En un Estado democrático pleno la Administración de Justicia debería ser ejemplar y los jueces absolutamente independientes y libres de cualquier sospecha; pero en España, algunos jueces ni son ejemplares ni son independientes. Además, la casta política tampoco parece estar por la labor de cambiar las cosas para bien. Baste comprobar el indecente «pasteleo» que el PSOE y el PP se traen entre manos desde hace décadas, pactando sin el menor atisbo de vergüenza política el reparto de los puestos de magistrados en el Tribunal Constitucional o de los miembros del Consejo General del Poder Judicial. Solo con este enjuague tan lamentable se entiende que un individuo de tan dudosas acciones cual oscura reputación como Enrique Arnaldo, cuestionado hasta por los más afectos, haya sido designado miembro del Tribunal Constitucional a propuesta del PP y con el voto favorable (y cómplice) de PSOE y Podemos en el Congreso de los Diputados.

En el Tribunal Supremo las cosas no andan mucho mejor.

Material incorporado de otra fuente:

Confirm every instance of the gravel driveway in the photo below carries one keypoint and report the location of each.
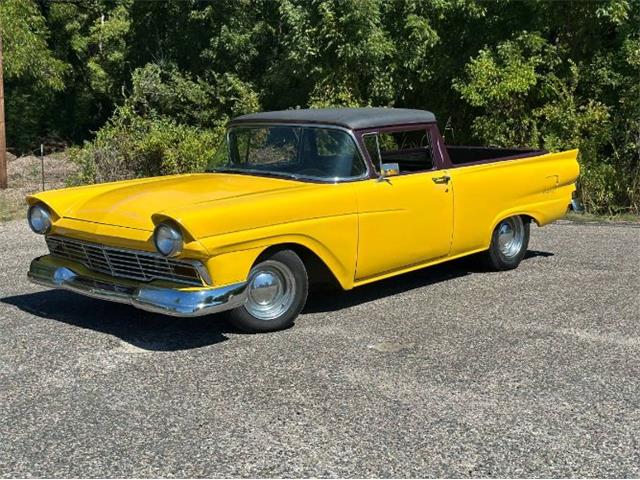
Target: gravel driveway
(449, 371)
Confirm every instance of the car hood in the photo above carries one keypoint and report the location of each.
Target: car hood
(132, 203)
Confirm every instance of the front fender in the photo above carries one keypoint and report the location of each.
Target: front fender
(333, 241)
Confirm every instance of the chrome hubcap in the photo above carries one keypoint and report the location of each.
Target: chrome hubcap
(271, 290)
(511, 236)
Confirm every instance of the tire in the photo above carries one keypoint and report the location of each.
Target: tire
(276, 294)
(509, 243)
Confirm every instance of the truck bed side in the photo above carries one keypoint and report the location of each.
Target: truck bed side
(485, 193)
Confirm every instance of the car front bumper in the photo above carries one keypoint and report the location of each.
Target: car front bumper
(191, 302)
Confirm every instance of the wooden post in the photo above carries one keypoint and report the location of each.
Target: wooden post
(3, 138)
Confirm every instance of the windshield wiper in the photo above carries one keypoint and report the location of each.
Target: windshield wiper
(244, 171)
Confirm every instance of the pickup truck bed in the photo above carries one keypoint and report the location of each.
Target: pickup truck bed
(460, 155)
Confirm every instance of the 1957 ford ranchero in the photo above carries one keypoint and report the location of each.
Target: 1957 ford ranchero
(293, 197)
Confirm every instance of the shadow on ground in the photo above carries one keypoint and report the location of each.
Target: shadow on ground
(142, 329)
(156, 332)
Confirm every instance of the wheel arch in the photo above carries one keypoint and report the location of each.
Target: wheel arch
(318, 270)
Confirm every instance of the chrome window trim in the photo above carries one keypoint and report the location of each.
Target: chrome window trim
(365, 175)
(197, 265)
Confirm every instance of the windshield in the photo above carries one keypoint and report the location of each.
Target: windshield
(317, 153)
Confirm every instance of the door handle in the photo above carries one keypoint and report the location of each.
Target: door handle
(441, 180)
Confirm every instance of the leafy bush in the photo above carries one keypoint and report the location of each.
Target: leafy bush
(131, 146)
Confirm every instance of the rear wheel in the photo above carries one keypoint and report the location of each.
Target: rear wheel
(509, 243)
(276, 293)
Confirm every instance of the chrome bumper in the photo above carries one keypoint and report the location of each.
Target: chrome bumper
(169, 301)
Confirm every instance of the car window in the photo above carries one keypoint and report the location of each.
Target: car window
(410, 149)
(297, 152)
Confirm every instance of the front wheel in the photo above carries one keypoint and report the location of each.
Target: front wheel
(276, 293)
(509, 244)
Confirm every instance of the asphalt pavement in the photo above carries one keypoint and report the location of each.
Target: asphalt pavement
(450, 371)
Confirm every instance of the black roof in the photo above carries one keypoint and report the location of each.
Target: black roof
(353, 118)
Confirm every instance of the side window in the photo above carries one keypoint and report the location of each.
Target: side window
(410, 149)
(371, 143)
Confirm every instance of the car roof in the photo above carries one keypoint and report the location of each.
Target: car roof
(353, 118)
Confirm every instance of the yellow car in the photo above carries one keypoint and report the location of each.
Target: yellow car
(294, 197)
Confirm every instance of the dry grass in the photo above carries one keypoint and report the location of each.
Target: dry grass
(25, 177)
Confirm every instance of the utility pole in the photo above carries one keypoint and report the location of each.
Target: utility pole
(3, 138)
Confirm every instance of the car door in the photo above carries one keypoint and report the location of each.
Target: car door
(404, 219)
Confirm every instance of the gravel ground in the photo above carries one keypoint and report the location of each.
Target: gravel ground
(449, 371)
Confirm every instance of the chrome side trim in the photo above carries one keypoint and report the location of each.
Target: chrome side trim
(168, 301)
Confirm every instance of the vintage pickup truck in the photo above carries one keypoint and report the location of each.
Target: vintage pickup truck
(295, 197)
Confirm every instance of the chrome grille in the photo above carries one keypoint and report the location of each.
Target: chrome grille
(132, 264)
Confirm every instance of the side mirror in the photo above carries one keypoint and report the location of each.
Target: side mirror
(390, 169)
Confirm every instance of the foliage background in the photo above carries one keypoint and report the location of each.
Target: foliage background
(145, 87)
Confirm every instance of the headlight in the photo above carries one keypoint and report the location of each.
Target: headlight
(168, 239)
(39, 219)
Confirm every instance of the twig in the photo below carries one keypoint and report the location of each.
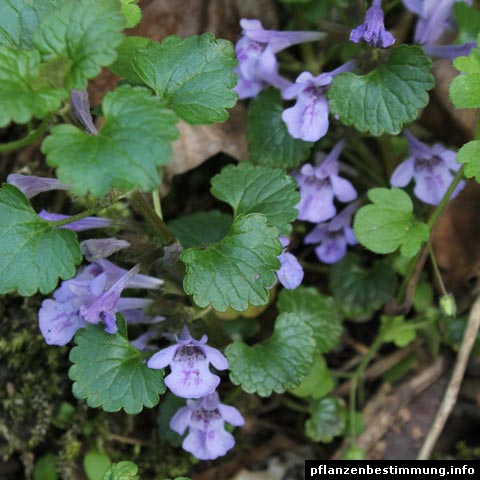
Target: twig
(451, 393)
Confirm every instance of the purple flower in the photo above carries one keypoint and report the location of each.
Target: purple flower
(308, 118)
(30, 185)
(95, 249)
(434, 18)
(81, 109)
(372, 30)
(205, 418)
(255, 51)
(290, 274)
(432, 168)
(78, 226)
(449, 51)
(334, 236)
(319, 185)
(189, 359)
(60, 317)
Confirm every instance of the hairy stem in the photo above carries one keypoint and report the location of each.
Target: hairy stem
(140, 204)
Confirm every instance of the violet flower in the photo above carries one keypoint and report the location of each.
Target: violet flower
(105, 306)
(80, 106)
(435, 17)
(205, 418)
(255, 51)
(189, 359)
(60, 317)
(334, 236)
(290, 274)
(86, 223)
(372, 30)
(95, 249)
(319, 185)
(308, 118)
(30, 185)
(432, 168)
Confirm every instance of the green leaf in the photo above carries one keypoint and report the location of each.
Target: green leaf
(386, 98)
(469, 155)
(360, 291)
(20, 18)
(397, 330)
(126, 153)
(269, 142)
(131, 12)
(467, 19)
(465, 89)
(236, 271)
(256, 189)
(108, 372)
(318, 382)
(96, 464)
(34, 254)
(201, 228)
(316, 310)
(194, 75)
(45, 468)
(276, 364)
(24, 93)
(85, 33)
(389, 223)
(168, 407)
(328, 419)
(123, 66)
(122, 471)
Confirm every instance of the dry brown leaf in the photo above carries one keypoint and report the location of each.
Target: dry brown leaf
(456, 246)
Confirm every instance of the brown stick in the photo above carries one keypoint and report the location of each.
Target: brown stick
(451, 393)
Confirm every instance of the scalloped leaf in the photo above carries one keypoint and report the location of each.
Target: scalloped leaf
(83, 33)
(126, 153)
(24, 91)
(328, 419)
(109, 373)
(256, 189)
(277, 364)
(316, 309)
(389, 224)
(269, 142)
(236, 271)
(34, 254)
(195, 75)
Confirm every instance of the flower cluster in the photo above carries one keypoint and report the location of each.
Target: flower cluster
(319, 185)
(432, 169)
(190, 378)
(93, 296)
(257, 64)
(372, 30)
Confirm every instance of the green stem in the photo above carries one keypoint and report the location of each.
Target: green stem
(140, 204)
(30, 138)
(431, 224)
(157, 206)
(78, 216)
(436, 270)
(357, 376)
(443, 203)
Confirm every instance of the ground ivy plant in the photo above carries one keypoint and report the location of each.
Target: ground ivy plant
(154, 304)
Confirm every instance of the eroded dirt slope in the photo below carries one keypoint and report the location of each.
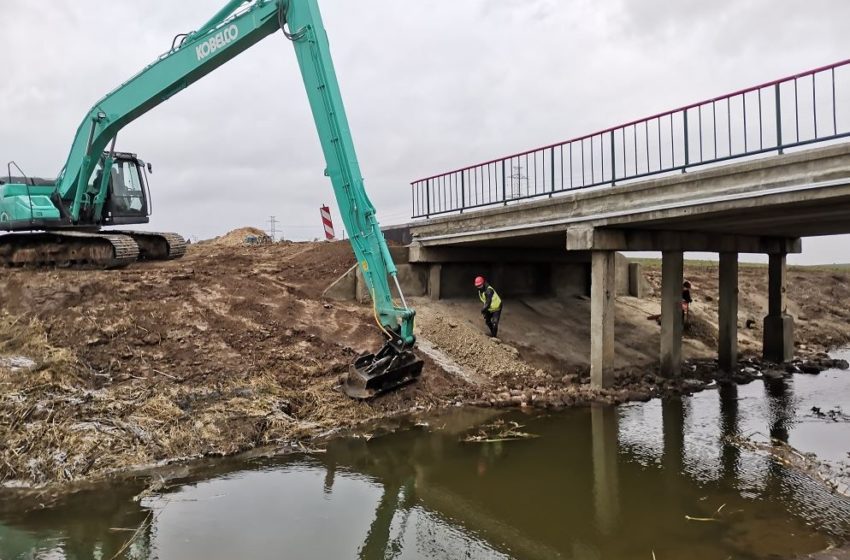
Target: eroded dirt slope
(223, 350)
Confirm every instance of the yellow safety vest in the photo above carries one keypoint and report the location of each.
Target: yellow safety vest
(495, 303)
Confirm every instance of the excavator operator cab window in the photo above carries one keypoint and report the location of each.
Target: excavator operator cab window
(127, 192)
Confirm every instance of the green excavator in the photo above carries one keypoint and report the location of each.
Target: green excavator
(60, 222)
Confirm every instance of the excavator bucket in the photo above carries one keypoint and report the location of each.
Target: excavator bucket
(374, 374)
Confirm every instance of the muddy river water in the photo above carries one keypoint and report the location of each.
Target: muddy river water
(665, 479)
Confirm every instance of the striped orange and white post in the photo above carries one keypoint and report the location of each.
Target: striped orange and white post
(327, 222)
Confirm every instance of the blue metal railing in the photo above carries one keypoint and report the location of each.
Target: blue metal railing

Basta con leerse la alucinante sentencia por la que se condenó a mes y medio de cárcel y a inhabilitación para ejercer cargo público por varios años al diputado canario Alberto Rodríguez, por haberle propiciado una patada a un policía, pese a no existir prueba alguna del hecho, y con la sola palabra del agente afectado.

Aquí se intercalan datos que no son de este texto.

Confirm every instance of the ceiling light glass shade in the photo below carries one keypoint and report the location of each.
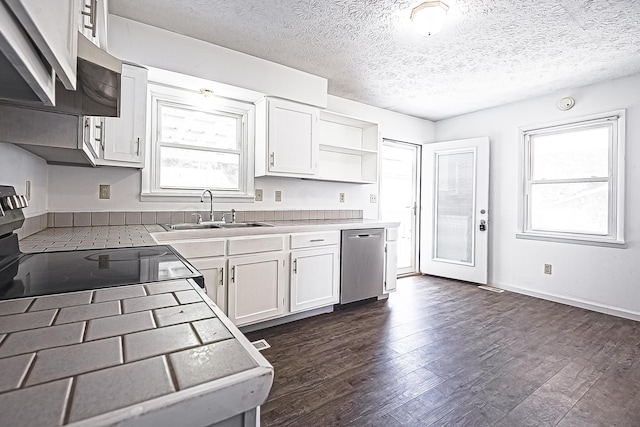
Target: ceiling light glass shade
(428, 18)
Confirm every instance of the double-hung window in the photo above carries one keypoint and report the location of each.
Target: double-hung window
(198, 143)
(573, 181)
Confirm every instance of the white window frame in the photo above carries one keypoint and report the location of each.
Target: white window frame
(615, 179)
(159, 94)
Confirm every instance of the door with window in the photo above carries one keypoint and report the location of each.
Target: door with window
(455, 220)
(399, 198)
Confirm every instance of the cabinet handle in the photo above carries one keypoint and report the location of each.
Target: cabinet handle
(92, 6)
(101, 139)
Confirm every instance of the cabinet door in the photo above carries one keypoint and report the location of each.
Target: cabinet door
(125, 135)
(53, 27)
(315, 278)
(293, 138)
(390, 266)
(213, 271)
(256, 288)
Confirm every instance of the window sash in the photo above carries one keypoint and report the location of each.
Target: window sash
(612, 123)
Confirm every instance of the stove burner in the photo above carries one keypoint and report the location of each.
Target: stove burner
(127, 254)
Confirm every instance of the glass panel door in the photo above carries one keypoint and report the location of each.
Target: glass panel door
(399, 198)
(454, 219)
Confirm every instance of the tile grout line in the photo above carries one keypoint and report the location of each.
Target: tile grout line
(28, 371)
(69, 401)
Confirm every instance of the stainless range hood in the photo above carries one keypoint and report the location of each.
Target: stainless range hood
(97, 90)
(99, 79)
(57, 133)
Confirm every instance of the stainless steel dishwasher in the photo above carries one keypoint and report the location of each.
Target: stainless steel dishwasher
(362, 264)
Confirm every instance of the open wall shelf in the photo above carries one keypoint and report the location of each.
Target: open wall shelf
(348, 150)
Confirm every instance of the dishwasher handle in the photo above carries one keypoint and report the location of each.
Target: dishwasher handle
(363, 236)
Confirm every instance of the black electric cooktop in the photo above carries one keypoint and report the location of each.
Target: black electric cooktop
(58, 272)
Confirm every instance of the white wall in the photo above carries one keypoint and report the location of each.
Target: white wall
(76, 189)
(143, 44)
(18, 166)
(605, 279)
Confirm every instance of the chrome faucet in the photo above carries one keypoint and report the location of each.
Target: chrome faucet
(230, 217)
(211, 206)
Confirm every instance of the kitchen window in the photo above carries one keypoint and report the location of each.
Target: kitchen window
(198, 142)
(573, 181)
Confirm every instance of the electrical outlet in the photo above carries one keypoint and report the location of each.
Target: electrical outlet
(105, 191)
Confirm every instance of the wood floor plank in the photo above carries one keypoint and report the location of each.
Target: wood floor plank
(442, 352)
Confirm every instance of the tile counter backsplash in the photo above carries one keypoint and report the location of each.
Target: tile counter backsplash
(87, 219)
(38, 223)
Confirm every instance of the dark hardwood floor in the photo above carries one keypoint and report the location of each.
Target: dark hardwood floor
(441, 352)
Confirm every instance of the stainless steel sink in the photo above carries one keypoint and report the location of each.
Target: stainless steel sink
(189, 226)
(243, 225)
(208, 225)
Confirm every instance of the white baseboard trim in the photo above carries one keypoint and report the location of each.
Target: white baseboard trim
(286, 319)
(588, 305)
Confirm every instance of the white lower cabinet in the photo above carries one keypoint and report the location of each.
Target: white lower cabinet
(212, 270)
(315, 278)
(207, 256)
(256, 287)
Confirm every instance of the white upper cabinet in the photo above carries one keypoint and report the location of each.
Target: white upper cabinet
(53, 26)
(124, 136)
(286, 138)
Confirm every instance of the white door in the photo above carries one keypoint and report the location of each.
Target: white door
(399, 198)
(455, 200)
(125, 135)
(293, 137)
(315, 278)
(212, 270)
(256, 287)
(390, 265)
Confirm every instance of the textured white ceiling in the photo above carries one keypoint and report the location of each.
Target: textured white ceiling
(489, 53)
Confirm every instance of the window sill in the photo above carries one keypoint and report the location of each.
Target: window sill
(193, 197)
(621, 244)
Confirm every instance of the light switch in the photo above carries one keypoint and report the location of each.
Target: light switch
(105, 191)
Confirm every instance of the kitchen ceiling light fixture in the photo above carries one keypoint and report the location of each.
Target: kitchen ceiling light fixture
(428, 17)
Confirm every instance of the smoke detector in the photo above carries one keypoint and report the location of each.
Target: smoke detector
(566, 103)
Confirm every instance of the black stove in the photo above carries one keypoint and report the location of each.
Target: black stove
(24, 275)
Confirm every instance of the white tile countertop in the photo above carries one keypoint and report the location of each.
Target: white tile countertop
(118, 236)
(273, 227)
(76, 238)
(154, 354)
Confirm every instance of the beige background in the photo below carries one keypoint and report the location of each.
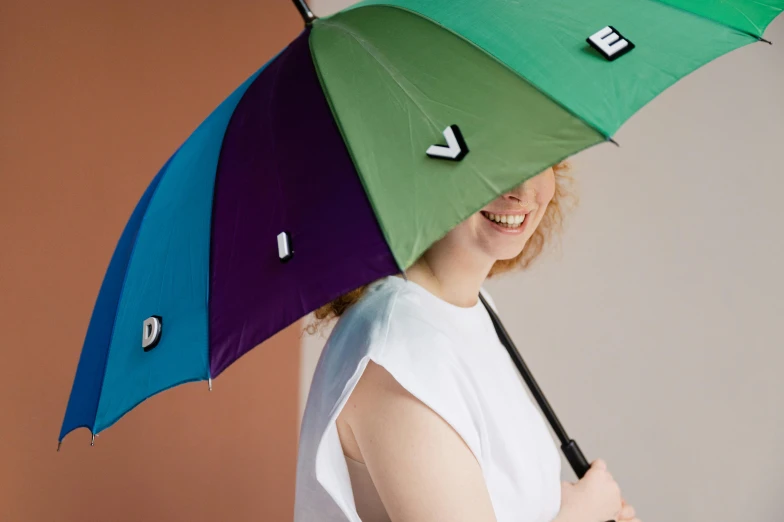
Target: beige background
(656, 329)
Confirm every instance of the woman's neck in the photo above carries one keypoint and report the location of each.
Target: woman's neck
(449, 277)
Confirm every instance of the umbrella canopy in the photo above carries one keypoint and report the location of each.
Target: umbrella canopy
(354, 149)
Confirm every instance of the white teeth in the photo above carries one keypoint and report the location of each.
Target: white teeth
(512, 221)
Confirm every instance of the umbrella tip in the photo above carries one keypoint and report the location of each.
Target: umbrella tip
(305, 12)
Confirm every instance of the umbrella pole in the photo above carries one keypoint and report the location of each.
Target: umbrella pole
(305, 12)
(569, 447)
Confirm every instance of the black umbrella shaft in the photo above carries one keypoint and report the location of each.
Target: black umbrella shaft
(304, 11)
(569, 447)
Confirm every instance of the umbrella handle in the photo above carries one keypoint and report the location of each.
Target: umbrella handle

Esta semana el Tribunal Superior de Justicia de Canarias ha condenado al juez Salvador Alba a seis años y medio de cárcel por haber incitado a un empresario canario a poner una denuncia falsa a la entonces diputada de Podemos Victoria Rosell, también jueza de profesión, que tuvo que dimitir de su escaño, aunque luego fue nombrada Delegada del Gobierno contra la violencia de género.

En los últimos cuarenta años, aunque muchos parecen ignorarlo, han cambiado, para bien, muchas cosas en España, pero me da la impresión de que la parte de la Administración del Estado que menos ha mejorado es la Justicia.

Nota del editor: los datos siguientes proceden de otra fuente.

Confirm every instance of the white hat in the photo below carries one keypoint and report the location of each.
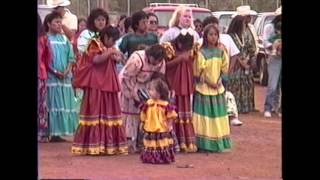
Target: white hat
(278, 11)
(243, 10)
(56, 3)
(252, 12)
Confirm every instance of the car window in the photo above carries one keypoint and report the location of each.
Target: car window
(165, 16)
(43, 12)
(224, 22)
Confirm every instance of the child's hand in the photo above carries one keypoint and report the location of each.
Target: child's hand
(172, 94)
(117, 57)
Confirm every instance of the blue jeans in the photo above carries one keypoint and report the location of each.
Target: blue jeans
(273, 91)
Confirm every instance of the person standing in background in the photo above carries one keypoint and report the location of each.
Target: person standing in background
(69, 20)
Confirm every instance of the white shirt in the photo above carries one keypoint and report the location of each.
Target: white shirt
(173, 32)
(268, 31)
(228, 42)
(70, 20)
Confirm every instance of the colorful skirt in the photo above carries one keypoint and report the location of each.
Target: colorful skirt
(241, 85)
(63, 114)
(101, 129)
(158, 148)
(211, 123)
(183, 126)
(43, 130)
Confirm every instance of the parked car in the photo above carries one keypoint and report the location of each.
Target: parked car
(261, 73)
(164, 12)
(225, 18)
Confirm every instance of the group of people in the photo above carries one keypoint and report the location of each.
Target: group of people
(128, 89)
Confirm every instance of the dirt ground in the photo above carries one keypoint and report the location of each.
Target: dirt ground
(256, 155)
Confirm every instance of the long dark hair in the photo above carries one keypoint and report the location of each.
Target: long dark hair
(136, 17)
(49, 18)
(161, 87)
(206, 32)
(110, 32)
(236, 26)
(94, 14)
(156, 51)
(186, 42)
(40, 27)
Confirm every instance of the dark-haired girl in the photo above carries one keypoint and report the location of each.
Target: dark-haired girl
(210, 118)
(101, 129)
(156, 117)
(179, 74)
(56, 58)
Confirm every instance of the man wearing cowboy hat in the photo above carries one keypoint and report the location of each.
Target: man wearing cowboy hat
(69, 20)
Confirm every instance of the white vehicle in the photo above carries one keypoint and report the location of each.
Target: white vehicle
(224, 18)
(262, 71)
(44, 10)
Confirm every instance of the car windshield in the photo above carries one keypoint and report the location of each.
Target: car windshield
(224, 22)
(165, 16)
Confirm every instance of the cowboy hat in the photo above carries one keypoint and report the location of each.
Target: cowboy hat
(278, 11)
(243, 10)
(56, 3)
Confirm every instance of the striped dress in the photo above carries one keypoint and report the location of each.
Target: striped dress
(63, 116)
(210, 118)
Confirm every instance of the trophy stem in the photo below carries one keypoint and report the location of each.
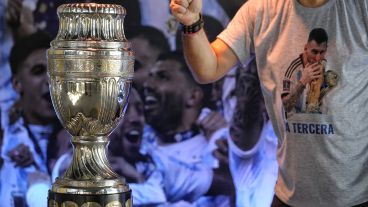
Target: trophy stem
(90, 178)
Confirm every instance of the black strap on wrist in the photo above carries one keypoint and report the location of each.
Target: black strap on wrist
(193, 28)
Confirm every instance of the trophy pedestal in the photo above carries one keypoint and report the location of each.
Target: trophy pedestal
(89, 180)
(103, 200)
(91, 67)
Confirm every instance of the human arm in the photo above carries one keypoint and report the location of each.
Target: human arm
(208, 62)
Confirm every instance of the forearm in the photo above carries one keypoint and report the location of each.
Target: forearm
(200, 56)
(289, 100)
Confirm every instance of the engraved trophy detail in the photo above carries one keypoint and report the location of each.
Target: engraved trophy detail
(90, 65)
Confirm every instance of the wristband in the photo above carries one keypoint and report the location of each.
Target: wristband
(193, 28)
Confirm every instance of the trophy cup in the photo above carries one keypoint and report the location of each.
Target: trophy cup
(90, 65)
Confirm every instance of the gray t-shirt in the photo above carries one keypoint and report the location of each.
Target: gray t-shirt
(323, 157)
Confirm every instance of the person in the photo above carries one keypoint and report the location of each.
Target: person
(166, 23)
(304, 76)
(175, 142)
(250, 147)
(315, 151)
(125, 157)
(26, 136)
(147, 43)
(123, 150)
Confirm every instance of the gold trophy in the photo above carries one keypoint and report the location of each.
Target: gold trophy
(90, 65)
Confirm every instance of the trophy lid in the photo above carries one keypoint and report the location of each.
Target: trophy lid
(90, 22)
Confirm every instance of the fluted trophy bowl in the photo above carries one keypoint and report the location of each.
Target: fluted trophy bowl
(90, 65)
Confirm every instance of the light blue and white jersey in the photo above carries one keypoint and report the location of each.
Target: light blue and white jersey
(14, 178)
(255, 171)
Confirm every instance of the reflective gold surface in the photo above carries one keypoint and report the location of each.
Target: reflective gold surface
(90, 65)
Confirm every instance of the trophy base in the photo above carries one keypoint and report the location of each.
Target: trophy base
(123, 199)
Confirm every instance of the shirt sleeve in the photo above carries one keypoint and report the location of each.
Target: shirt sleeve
(238, 35)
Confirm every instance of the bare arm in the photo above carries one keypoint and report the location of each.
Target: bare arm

Solo así se explica que el de la magistratura siga siendo un colectivo casi intocable. Las condenas de jueces como Luis Pascual Estevill, Baltasar Garzón o ahora Salvador Alba son excepciones en un mundo donde los rumores de clientelismo y corruptelas son bien conocidos, y donde los errores profesionales, que tan castigados resultan en otras profesiones, ni se toman en cuenta.

La Justicia y la Ley son los pilares fundamentales de un Estado de Derecho, por eso los que las administran deberían ser intachables. Personajes como Salvador Alba nunca debieron entrar en la carrera judicial, nunca.